Bodywork in a Medical Setting

By Mary Kathleen Rose and Mary Ann Foster
[Talk About Touch]

Mary Kathleen Rose: Recently, I spoke with a program coordinator for a hospital-based massage program. She shared her challenge in finding massage therapists with the skills necessary to work in a medical setting. Irene Smith, a pioneer in hospice massage, voiced similar concerns: “I am alerted to hospice programs taking on massage practitioners who have no training in adaptations from working with healthy people on a massage table to working with seriously symptomatic persons in beds.”  

Mary Ann Foster: Mary, you’ve practiced massage and taught students to work in hospitals, hospice home care, and skilled nursing facilities for many years. Why is it that many bodyworkers who are confident working in wellness clinics, spas, or private practices seem unprepared to work with medical patients?

MKR: Possibly because the information needed to practice safely and effectively in medical settings is usually found outside the core massage curriculum.

MAF: What about medical massage courses?

MKR: These classes contribute a greater understanding of pathologies and contraindications to conventional massage, but they tend to be held in the school’s classrooms and clinics, where students practice on each other or on generally healthy clients.

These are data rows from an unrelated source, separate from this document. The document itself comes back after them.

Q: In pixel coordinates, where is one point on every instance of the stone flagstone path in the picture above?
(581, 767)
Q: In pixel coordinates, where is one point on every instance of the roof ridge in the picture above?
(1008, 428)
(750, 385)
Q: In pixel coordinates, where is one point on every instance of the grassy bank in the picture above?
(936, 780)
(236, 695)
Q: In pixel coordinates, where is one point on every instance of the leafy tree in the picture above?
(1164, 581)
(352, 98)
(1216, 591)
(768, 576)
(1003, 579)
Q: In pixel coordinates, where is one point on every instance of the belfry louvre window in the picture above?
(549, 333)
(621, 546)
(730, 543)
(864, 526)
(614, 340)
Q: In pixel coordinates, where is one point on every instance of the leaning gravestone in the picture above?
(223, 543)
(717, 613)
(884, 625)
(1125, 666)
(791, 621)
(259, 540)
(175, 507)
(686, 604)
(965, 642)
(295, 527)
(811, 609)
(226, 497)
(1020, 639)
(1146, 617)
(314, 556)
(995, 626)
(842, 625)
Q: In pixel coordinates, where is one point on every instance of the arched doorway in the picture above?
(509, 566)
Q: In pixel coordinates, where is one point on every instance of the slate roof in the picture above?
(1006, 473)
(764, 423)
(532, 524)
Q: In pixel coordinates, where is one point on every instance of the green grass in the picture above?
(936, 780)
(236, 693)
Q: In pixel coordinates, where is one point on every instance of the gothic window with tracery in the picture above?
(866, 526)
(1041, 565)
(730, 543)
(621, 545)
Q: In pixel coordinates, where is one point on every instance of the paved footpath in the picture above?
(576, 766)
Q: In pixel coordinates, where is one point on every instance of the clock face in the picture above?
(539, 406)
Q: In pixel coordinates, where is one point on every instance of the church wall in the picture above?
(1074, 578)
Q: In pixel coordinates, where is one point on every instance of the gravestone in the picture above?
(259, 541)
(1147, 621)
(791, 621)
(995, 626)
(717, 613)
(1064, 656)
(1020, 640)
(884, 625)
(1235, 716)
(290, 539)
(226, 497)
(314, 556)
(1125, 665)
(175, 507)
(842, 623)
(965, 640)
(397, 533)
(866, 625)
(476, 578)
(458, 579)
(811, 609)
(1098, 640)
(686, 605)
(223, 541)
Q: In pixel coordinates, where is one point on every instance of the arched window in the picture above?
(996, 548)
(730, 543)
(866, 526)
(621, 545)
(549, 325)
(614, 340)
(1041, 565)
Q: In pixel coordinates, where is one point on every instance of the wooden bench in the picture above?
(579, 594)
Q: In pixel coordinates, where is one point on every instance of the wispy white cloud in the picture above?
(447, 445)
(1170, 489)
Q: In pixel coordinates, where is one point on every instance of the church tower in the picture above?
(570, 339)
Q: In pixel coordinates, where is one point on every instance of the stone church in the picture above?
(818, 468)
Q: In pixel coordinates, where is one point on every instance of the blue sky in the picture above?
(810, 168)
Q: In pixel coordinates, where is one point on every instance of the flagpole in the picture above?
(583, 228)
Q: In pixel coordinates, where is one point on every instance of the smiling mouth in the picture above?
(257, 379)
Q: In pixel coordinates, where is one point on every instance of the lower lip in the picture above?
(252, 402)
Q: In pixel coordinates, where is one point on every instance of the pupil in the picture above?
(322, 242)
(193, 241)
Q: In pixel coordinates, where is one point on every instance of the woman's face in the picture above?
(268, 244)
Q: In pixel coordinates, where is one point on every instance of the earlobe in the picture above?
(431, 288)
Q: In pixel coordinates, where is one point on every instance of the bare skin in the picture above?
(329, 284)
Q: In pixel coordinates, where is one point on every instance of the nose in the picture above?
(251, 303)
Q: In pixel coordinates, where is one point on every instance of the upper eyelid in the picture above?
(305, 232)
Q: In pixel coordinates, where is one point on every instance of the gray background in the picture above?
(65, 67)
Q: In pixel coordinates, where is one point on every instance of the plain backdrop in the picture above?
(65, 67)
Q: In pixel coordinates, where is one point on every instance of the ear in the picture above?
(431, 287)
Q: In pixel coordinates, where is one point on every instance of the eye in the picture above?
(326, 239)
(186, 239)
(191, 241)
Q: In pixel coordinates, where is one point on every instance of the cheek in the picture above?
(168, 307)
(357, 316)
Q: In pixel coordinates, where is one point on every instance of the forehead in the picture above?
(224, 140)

MAF: The first time a regular client asked me to give him a massage during a hospital stay, I felt awkward working in this unfamiliar setting and became aware of the limitations of massage training. Apprehensively, I worked cautiously to avoid jarring my fragile client.

MKR: Fortunately for me, I taught in a massage program where we shared a classroom with the physical therapy and nursing programs. It was an ideal setup for teaching massage in the medical setting, as the classroom had hospital beds and other medical equipment.

MAF: What were the primary skills you taught in this unusual but practical setup?

MKR: Number one—attend to the safety of the setting. For example, moving a vulnerable, frail patient creates serious liability concerns. Because we rarely use a massage table in a medical setting, we need to know how to adapt our hands-on skills and body patterning to work effectively with clients where they are most safe and comfortable.

MAF: I can just imagine a naive bodyworker lifting an ill client off a bed and disconnecting the IV tube or tripping over the catheter and spilling urine.

MKR: That leads to point number two—know your scope of practice. It is unacceptable to lift or turn an infirm patient or to make medical assessments. Our primary role as complementary therapists is to help our patients relax, enhancing their well-being during the course of their stay.

MAF: Medical patients have such a broad array of conditions. If we can’t make medical assessments, how do we determine contraindications?

MKR: By recognizing basic precautions in the use of touch. For example, avoid working on the lower body in postsurgical patients. Here’s a story that illustrates this point: a massage therapist was giving massage to a postsurgical client who reported sharp pain in her lower leg. In an attempt to alleviate the pain, she applied deep petrissage. Unbeknownst to them both, the patient had a deep vein clot that was released and traveled to her lung, causing sudden coughing, sharp chest pain, and rapid breathing. Fortunately, she was already in a hospital and received immediate medical attention, therefore surviving the pulmonary embolism.

MAF: Whew! With all the training we have in contraindications, it’s easy to become absorbed in medical complexities and lose sight of our primary purpose—helping the client. The reality of working with seriously ill people is sobering and quite different from the typical classroom experience. How can we deal with this intensity?

MKR: Seek out a teacher or mentor who has actual experience working in medical settings, to learn techniques that are safe, appropriate, and effective in meeting the needs of clients. When in doubt, don’t be afraid to ask nursing personnel for assistance. Also, to gain other practical skills and boost your confidence, consider training as a certified nursing assistant.

MAF: Working with people in these vulnerable situations can be very humbling. After all, at some point in our own lives, we may all find ourselves in a hospital bed and benefit from the expertise of a skilled and thoughtful massage therapist.

 Mary Kathleen Rose, BA, CMT, is an advocate for the needs of the elderly, the ill, and the disabled, teaching massage in medical settings nationwide. She is the author of Comfort Touch: Massage for the Elderly and the Ill (Lippincott Williams & Wilkins, 2009).

  Mary Ann Foster, BA, CMT, has taught movement education for people of all ages, has practiced home care for the elderly, and is the author of Somatic Patterning: How to Improve Posture and Movement and Ease Pain (EMS Press, 2004).